Ahora mi labor consistía en llevar el caso a juicio y obtener testimonio de los ayudantes y el piloto acerca de la altitud a la que sobrevolaron el rancho. Si me decían la verdad, los tenía. Si mentían, los tenía. No me complace la idea de avergonzar a las fuerzas policiales en un juicio público, pero mi esperanza era que mintieran. Si un jurado ve que un poli miente en el estrado de los testigos, el caso está terminado. No hace falta apelar a un veredicto de inocencia. El estado no puede recurrir un veredicto semejante.

En cualquier caso, confiaba plenamente en el as que tenía en la manga. Sólo tenía que ir a juicio y únicamente había una cosa que nos retenía. Eso era lo que necesitaba decirle a Casey antes de que el juez ocupara su lugar para la vista del caso.

Mi cliente se acercó a la esquina del corral y no me dijo ni hola. Yo tampoco. Él ya sabía lo que quería. Habíamos mantenido la misma conversación antes.

– Harold, ésta es la comparecencia de calendario -dije-. Aquí es cuando le digo al juez si estamos listos para ir a juicio. Ya sé que la fiscalía está lista. Así que depende de nosotros.

– ¿Y?

– Y hay un problema. La última vez que estuvimos aquí me dijiste que iba a recibir dinero. Pero aquí estamos, Harold, y sin dinero.

– No te preocupes, tengo tu dinero.

– Por eso estoy preocupado. Tú tienes mi dinero. Yo no tengo mi dinero.

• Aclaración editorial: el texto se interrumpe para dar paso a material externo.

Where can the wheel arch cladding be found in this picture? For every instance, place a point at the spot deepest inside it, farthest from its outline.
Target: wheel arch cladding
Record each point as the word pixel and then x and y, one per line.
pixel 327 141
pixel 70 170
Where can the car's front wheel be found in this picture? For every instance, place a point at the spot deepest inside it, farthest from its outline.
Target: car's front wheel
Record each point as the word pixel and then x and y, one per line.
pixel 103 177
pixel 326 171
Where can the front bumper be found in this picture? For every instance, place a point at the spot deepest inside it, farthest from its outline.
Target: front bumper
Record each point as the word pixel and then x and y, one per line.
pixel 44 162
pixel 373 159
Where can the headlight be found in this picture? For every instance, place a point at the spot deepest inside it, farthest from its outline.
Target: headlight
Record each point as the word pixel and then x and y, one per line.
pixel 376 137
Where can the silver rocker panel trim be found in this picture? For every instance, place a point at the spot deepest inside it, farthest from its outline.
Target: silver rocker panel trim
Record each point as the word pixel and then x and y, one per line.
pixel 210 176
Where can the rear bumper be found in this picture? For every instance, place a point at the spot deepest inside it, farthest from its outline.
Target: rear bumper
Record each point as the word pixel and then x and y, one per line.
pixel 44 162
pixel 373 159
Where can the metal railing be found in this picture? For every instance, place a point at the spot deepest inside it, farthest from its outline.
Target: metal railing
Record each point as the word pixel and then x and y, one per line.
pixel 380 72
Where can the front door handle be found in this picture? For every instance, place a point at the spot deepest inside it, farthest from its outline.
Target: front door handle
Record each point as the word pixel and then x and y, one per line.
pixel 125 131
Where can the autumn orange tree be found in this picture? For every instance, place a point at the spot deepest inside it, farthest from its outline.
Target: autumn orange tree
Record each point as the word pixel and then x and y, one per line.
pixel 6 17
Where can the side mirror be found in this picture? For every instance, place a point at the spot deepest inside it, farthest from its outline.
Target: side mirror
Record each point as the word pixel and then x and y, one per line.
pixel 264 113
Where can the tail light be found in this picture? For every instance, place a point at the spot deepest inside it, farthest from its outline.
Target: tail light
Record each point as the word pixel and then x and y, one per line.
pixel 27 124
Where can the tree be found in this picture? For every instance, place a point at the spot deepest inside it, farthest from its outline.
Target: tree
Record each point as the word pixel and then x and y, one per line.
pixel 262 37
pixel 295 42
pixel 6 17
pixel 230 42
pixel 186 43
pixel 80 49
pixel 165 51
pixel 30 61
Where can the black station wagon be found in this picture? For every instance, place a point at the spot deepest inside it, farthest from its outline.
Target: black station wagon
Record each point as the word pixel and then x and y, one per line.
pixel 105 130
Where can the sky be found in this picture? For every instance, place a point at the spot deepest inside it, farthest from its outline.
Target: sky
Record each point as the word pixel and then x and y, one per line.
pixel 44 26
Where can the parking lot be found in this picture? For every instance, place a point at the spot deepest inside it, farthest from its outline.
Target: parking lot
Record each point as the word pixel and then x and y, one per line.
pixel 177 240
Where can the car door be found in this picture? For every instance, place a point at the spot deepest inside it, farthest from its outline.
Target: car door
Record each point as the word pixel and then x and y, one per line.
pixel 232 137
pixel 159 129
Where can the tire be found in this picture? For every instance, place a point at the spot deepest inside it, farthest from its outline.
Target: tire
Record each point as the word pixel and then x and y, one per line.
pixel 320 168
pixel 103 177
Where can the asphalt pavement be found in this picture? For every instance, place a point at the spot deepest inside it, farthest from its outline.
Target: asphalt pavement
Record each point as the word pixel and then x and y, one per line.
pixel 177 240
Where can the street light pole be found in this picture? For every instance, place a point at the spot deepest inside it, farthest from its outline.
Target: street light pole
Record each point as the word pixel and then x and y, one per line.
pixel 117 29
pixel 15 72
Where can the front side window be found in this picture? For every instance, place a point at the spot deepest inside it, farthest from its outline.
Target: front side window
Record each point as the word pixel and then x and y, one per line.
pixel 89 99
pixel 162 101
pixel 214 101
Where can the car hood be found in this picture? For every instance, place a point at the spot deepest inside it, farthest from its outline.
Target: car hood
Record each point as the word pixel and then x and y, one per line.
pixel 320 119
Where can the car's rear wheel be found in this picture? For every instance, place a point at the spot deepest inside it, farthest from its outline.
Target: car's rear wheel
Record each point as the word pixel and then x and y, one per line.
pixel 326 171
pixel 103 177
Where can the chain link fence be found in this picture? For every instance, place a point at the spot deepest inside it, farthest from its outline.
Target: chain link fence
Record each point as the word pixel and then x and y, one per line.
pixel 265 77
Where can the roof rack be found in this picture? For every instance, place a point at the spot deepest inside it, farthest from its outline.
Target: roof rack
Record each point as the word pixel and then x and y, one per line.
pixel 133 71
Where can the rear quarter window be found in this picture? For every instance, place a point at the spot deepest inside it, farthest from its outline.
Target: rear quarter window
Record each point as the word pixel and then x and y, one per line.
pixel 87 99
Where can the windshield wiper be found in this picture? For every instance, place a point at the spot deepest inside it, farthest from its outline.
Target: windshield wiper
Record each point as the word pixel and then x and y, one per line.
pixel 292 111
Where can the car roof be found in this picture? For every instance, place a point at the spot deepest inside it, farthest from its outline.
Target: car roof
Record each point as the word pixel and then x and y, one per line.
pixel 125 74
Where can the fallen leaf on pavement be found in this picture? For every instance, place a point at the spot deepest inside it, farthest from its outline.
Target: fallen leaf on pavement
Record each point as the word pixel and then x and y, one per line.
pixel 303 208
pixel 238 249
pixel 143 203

– Está en camino. Hablé con mis chicos ayer. Está en camino.

– La última vez también dijiste eso. No trabajo gratis, Harold. El experto que estudió las fotos tampoco trabaja gratis. Tu depósito hace tiempo que se agotó. Quiero más dinero o vas a tener que buscarte un nuevo abogado. Un abogado de oficio.

– Nada de abogado de oficio, tío. Te quiero a ti.

– Bueno, pues yo tengo gastos y he de comer. ¿Sabes cuánto he de pagar cada semana sólo por salir en las páginas amarillas? Adivina.

Casey no dijo nada.

– Uno de los grandes. Un promedio de mil cada semana sólo para pagar el anuncio, y eso antes de que coma o pague la hipoteca o la ayuda a los niños o de que ponga gasolina en el Lincoln. No hago esto por una promesa, Harold. Trabajo por una inspiración verde.

Casey no pareció impresionado.

– Lo comprobaré -dijo-. No puedes dejarme colgado. El juez no te dejará.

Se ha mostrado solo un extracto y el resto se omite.